The Strad Recommends: Isabelle Faust et al: Schumann

THE STRAD RECOMMENDS

The Strad Issue: January 2024

Description: Period instruments prove revelatory in two Romantic icons

Musicians: Isabelle Faust, Anne Katharina Schreiber (violins) Antoine Tamestit (viola) Jean-Guihen Queyras (cello) Alexander Melnikov (piano)

Works: Schumann: Piano Quartet op.47; Piano Quintet op.44

Catalogue number: Harmonia Mundi HMM902695

Period practice has been slower to infiltrate Schumann’s chamber repertoire than it has his orchestral music. The landscape shifted with the arrival at this repertoire of Isabelle Faust, Jean-Guihen Queyras and Alexander Melnikov, whose 2014 recordings of Schumann’s trios and concertos were highly acclaimed. Now they belatedly complete the project with two pinnacles among the composer’s miraculous ‘chamber music year’ of 1841.
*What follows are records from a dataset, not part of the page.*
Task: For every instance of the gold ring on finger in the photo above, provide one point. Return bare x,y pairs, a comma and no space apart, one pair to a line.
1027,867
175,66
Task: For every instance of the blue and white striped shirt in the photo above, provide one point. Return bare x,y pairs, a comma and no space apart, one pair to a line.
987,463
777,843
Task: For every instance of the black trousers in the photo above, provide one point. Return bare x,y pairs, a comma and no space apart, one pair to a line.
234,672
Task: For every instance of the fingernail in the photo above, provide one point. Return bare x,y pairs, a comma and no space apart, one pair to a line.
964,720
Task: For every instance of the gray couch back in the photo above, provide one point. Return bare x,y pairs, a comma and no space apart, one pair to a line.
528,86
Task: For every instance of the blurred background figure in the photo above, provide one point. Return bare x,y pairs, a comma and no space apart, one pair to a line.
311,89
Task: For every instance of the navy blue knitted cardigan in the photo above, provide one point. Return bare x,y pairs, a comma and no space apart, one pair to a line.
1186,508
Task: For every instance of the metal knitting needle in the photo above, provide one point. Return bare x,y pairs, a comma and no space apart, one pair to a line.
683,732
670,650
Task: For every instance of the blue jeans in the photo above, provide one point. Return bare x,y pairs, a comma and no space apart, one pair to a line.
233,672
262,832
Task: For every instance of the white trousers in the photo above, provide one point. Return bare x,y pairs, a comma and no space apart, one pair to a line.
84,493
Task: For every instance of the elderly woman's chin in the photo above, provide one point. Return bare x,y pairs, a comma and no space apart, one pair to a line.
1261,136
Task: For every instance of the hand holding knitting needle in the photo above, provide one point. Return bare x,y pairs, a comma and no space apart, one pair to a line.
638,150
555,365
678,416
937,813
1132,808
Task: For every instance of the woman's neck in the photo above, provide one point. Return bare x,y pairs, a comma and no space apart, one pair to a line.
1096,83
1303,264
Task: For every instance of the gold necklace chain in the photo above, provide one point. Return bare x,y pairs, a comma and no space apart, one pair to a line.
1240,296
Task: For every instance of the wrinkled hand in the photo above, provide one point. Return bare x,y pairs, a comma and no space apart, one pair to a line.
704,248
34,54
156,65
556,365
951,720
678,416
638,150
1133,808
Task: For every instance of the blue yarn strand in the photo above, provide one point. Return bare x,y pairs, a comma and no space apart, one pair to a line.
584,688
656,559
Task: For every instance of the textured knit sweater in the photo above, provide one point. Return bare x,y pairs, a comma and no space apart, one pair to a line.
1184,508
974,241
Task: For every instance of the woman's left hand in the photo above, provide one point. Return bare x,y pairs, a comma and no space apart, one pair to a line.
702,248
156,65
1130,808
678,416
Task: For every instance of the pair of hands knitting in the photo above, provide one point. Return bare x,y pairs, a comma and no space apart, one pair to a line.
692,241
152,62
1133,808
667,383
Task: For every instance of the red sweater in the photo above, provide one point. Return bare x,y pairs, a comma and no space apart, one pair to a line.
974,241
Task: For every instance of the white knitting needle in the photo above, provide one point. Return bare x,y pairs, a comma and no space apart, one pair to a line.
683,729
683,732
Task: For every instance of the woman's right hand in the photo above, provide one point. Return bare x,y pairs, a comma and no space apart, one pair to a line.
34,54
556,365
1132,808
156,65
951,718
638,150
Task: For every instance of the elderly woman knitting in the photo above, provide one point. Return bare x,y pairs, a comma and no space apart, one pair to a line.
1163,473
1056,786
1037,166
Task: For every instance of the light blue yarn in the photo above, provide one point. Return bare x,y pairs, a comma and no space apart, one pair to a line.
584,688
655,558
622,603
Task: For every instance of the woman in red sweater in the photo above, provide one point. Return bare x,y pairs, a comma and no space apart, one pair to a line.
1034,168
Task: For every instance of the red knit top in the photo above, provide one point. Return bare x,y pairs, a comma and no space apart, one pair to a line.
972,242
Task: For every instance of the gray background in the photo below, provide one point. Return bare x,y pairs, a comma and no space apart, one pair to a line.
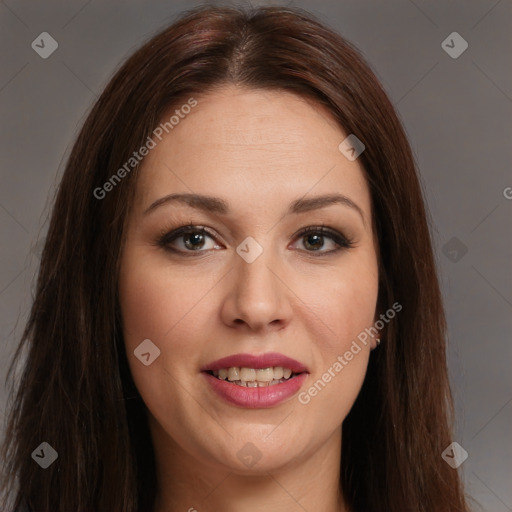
457,113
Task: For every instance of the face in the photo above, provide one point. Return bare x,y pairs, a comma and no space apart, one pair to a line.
246,280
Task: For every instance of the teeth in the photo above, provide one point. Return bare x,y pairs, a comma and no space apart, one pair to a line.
252,378
233,373
247,374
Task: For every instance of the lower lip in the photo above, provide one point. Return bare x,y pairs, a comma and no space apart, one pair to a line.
255,398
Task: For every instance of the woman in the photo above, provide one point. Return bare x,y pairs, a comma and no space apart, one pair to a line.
237,306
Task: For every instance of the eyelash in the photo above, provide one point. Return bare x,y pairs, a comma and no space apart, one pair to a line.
340,240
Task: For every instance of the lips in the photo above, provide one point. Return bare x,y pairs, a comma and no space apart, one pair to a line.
255,397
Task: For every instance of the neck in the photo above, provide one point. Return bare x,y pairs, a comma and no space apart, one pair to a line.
185,483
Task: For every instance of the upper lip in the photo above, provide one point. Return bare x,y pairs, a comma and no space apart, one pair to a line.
256,362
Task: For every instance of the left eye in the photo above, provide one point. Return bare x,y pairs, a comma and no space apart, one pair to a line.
194,240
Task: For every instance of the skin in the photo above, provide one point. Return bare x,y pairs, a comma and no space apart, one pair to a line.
259,151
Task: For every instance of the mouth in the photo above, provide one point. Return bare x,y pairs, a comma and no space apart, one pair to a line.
255,381
254,377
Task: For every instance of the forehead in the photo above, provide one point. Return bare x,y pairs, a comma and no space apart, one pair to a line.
254,148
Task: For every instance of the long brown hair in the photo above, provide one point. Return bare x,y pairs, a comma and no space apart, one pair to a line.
76,392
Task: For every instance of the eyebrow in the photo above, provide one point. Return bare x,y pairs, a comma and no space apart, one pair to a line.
217,205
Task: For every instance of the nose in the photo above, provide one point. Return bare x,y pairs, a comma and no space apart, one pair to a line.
258,298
Right away, in the Piano Quartet’s slow introduction you notice the string blend, a product of Faust’s laser-like, focused sound and Queyras’s subtle gradations of tone, joined by violist Antoine Tamestit – high-class casting indeed. He and Faust both play Strads – his from 1672, hers the ‘Sleeping Beauty’ of 1704 with which she has become almost synonymous – while Queyras’s cello is a 1696 instrument by Gioffredo Cappa which comes into its own in the arching phrases of the slow movement. Melnikov’s 1851 Pleyel sounds remarkably well maintained and has the ability to surge rather than shout in louder moments.

Anne Katharina Schreiber joins in for the Piano Quintet on an anonymous Dutch violin of c.1700. Here the balance is yet more remarkable, Schumann’s distribution of voices ensuring that all are heard as soloists and ensemble players, the ring of the Pleyel launching the work with irresistible joy. The throaty baritonal colours of Tamestit’s viola are a highlight of the funeral-march second movement and the bite of gut brings dark colours to the convulsion of its agitato section. Such is the concentration of these players that the finale’s magical contrapuntal denouement, combining the themes of the first and last movements, comes as a moment of true revelation.